“For we do not want you to be ignorant, brethren, of our trouble which came to us in Asia:
that we were burdened beyond measure, above strength, so that we despaired even of life.“
2 Corinthians 1:8
“We should all fortify ourselves against the dark hours of depression by cultivating a deep distrust of the certainties of despair. Despair is relentless in the certainties of its pessimism.”
“But we have seen again and again, from our own experience and others’, that absolute statements of hopelessness that we make in the dark are notoriously unreliable. Our dark certainties are not sureties.”
John Piper
It is my deliberateness, and not the impulsiveness that scares me. I know despair. I know what it is like to be ‘backed into a corner’ and then feel a totally empty desperation. But you must understand, there can also be a weird seductiveness to ‘being lost,’ a strange sort of nobility, a twisted kind of weird honor when it comes to despair.
Some people are convinced they are never going to change. They embrace the ‘dark certainties’ of knowing they are profoundly flawed and therefore damned. It’s these dear ones that Jesus especially came for.
Now, this really seems rather bizarre, that people could do this intentionally, deliberately. But I’m afraid to tell you that it happens all the time. Despair is chosen over the option of life. This is the ‘lostness’ of the race of Adam.
Perhaps suicide begins before the action? Perhaps it starts days, weeks or months before we actually do the deed?
Pop culture has given us words, albeit in a rather simplistic form. I just happened to think right now of an old AC/DC song, ‘Highway to Hell‘. The lyrics are pretty basic and very simple, but the lead singer seems to really have a chronically, decided dedication to being one of the irretrievably lost.
The songwriter formats a ‘certain glory’ to being part of the damned. This is a simplistic approach to the next stop– a more advanced case of stark-white despair, suicide. (We can call this ‘spiritual hubris,’ or even, “sex, drugs, and rock-n-roll.”)

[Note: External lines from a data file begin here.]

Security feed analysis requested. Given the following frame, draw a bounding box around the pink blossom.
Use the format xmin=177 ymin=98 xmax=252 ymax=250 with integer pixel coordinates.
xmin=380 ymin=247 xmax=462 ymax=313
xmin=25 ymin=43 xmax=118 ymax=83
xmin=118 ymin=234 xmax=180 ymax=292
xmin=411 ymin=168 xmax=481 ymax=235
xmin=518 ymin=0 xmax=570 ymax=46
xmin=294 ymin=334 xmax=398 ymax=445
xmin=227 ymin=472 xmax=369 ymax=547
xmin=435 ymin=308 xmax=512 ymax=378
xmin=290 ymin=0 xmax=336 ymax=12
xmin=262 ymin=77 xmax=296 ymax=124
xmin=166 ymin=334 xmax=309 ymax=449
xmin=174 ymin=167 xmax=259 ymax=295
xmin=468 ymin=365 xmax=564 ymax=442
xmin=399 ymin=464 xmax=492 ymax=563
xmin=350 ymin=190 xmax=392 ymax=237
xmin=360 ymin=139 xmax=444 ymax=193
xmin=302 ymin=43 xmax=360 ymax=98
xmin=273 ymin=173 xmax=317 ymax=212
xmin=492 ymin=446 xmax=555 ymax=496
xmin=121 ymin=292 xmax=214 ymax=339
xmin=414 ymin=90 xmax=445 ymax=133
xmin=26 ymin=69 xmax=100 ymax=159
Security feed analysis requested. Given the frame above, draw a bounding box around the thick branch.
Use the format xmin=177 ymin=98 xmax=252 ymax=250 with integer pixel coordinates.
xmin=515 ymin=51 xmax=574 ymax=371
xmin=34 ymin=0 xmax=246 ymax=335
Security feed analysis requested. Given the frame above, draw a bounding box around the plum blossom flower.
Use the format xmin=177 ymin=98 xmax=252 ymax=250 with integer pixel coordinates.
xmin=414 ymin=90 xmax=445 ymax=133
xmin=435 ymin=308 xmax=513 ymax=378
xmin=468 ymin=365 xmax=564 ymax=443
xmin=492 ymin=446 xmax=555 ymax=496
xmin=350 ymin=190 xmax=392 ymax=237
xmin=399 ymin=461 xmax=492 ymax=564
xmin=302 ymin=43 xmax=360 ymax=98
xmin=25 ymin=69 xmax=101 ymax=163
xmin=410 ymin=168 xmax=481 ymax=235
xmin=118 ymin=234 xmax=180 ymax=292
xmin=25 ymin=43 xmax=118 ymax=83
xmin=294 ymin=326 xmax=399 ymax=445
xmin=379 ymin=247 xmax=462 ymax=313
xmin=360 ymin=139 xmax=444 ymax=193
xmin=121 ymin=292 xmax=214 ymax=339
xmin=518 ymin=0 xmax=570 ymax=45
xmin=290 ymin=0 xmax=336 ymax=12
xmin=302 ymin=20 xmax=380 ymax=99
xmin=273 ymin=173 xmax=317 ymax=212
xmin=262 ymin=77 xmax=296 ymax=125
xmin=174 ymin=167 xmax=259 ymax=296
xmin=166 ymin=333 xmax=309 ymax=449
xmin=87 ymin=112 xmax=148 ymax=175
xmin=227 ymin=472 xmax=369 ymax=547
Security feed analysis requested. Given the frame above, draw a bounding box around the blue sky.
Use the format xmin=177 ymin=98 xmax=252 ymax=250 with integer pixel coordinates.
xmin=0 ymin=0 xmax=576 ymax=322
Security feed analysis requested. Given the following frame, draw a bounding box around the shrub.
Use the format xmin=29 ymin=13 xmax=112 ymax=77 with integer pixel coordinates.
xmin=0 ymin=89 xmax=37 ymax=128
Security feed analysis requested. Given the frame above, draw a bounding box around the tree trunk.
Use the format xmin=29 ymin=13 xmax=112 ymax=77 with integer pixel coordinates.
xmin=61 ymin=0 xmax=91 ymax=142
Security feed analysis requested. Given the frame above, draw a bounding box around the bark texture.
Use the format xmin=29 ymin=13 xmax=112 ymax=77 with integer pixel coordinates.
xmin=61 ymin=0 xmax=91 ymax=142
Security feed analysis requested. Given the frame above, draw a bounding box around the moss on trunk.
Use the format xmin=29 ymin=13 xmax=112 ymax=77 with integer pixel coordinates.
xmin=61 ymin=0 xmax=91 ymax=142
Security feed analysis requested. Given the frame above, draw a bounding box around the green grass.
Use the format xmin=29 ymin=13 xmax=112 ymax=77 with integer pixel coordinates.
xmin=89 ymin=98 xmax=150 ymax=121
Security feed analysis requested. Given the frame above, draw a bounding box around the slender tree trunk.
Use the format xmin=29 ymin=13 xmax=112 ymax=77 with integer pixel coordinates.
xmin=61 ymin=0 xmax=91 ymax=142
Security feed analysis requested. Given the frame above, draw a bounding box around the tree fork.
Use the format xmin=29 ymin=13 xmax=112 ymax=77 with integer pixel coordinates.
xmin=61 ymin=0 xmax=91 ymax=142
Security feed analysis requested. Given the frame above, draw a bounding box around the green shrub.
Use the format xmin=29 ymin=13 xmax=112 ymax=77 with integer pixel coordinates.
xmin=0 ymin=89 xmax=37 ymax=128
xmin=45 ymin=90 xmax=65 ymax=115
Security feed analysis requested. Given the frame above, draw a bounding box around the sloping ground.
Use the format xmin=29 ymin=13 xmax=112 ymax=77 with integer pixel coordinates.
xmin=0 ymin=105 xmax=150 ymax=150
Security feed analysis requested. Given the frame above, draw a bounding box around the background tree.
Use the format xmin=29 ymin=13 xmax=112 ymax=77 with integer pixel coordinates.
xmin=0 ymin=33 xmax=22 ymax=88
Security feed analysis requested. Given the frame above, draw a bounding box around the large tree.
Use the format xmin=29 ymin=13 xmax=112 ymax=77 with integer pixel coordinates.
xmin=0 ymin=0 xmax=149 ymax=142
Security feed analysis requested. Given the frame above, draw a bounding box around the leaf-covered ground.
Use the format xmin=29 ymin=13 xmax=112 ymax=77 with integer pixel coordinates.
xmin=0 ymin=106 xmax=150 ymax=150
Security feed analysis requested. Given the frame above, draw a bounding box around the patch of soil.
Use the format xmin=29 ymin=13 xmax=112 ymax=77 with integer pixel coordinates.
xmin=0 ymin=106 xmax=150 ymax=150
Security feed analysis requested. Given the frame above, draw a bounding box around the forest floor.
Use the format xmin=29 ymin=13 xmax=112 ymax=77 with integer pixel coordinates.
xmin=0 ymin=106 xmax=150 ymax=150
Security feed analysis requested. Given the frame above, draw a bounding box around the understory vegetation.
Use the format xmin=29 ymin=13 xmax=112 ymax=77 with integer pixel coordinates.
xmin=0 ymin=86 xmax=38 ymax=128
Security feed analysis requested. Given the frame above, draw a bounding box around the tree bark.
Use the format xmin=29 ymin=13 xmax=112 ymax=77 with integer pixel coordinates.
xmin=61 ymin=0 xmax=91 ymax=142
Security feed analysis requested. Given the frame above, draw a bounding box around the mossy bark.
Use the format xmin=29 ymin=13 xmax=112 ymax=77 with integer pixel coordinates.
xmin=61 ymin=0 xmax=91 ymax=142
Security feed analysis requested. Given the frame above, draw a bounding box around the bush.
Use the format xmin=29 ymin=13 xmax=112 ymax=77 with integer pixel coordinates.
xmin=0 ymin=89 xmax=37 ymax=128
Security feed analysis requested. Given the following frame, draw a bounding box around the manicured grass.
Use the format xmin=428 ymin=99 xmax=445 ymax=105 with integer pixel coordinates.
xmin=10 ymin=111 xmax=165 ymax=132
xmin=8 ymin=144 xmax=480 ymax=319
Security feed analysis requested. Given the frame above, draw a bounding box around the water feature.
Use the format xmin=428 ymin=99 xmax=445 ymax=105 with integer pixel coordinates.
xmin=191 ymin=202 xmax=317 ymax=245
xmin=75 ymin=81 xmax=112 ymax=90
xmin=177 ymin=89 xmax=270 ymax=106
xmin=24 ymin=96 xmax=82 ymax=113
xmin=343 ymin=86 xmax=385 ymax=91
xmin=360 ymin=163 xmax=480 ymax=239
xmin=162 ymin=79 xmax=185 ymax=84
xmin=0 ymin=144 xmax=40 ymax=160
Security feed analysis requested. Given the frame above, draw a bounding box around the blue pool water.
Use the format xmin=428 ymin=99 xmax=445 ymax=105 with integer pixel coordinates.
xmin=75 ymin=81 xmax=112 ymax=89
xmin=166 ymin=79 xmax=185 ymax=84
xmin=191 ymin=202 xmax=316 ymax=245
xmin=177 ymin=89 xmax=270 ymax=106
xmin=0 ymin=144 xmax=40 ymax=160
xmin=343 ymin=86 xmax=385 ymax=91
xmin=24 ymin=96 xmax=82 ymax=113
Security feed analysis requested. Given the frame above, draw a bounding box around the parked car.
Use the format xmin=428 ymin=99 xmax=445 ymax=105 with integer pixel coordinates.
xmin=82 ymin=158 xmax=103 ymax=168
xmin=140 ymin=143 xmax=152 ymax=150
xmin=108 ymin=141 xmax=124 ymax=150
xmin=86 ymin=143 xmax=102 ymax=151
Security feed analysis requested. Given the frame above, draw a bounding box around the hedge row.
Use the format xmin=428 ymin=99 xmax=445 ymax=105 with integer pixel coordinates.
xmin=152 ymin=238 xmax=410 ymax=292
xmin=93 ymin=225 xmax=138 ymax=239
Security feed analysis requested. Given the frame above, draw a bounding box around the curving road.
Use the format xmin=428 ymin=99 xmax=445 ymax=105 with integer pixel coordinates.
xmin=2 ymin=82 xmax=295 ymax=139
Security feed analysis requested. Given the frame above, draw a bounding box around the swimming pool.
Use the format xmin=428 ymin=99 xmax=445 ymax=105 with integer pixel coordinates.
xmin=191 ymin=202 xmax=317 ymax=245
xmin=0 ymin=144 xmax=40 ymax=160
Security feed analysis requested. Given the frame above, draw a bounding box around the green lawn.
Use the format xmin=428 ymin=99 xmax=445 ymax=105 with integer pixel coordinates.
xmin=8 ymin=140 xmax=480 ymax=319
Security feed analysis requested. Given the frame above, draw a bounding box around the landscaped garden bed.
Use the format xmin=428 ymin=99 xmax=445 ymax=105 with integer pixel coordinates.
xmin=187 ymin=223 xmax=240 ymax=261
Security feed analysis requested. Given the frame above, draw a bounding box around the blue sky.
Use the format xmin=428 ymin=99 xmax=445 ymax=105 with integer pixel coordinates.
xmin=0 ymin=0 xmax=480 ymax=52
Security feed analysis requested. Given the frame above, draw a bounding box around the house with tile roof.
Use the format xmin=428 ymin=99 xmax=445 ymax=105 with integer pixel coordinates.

In dealing with sin we can make two mistakes. One is to make light of it. The other is to be overwhelmed, throw up our hands, and surrender.
When we decide to live this kind of living, we’re pulled into a vortex of a black melancholy with a dash of fatalism, which makes it reasonable and weirdly heroic in some perverse way. We love the dark, and we embrace a fatal life–it becomes our identity.
To escape this ‘drowning despair’ we must first dethrone our right to personal sovereignty. And secondly, we need to grab the concept that God’s grace has an ultimate power that supersedes our notions of a ‘deserved’ love. (It’s completely undeserved.)
We must believe that somehow, someway, God chooses us out of a pile–a pile of the worst and ugliest that has ever existed. And somehow, He delights in doing this, and after all, He is the Lord.
We’re meant to be the people of true hope.
Our problems, our addictions, force us to clearly renounce our evil folly of despair. Our issues make us vulnerable. I’ve discovered that there is a seductiveness to giving up and taking up the sin of despair. There can be a ‘weird romance’ that lures those who walk out this living DEATH.
But honestly, is it not even more heroic to live in hope? To live a life full of joy?
“Why are you downcast, O my soul? Why so disturbed within me? Put your hope in God, for I will yet praise him, my Savior and my God. My soul is downcast within me; therefore I will remember you.”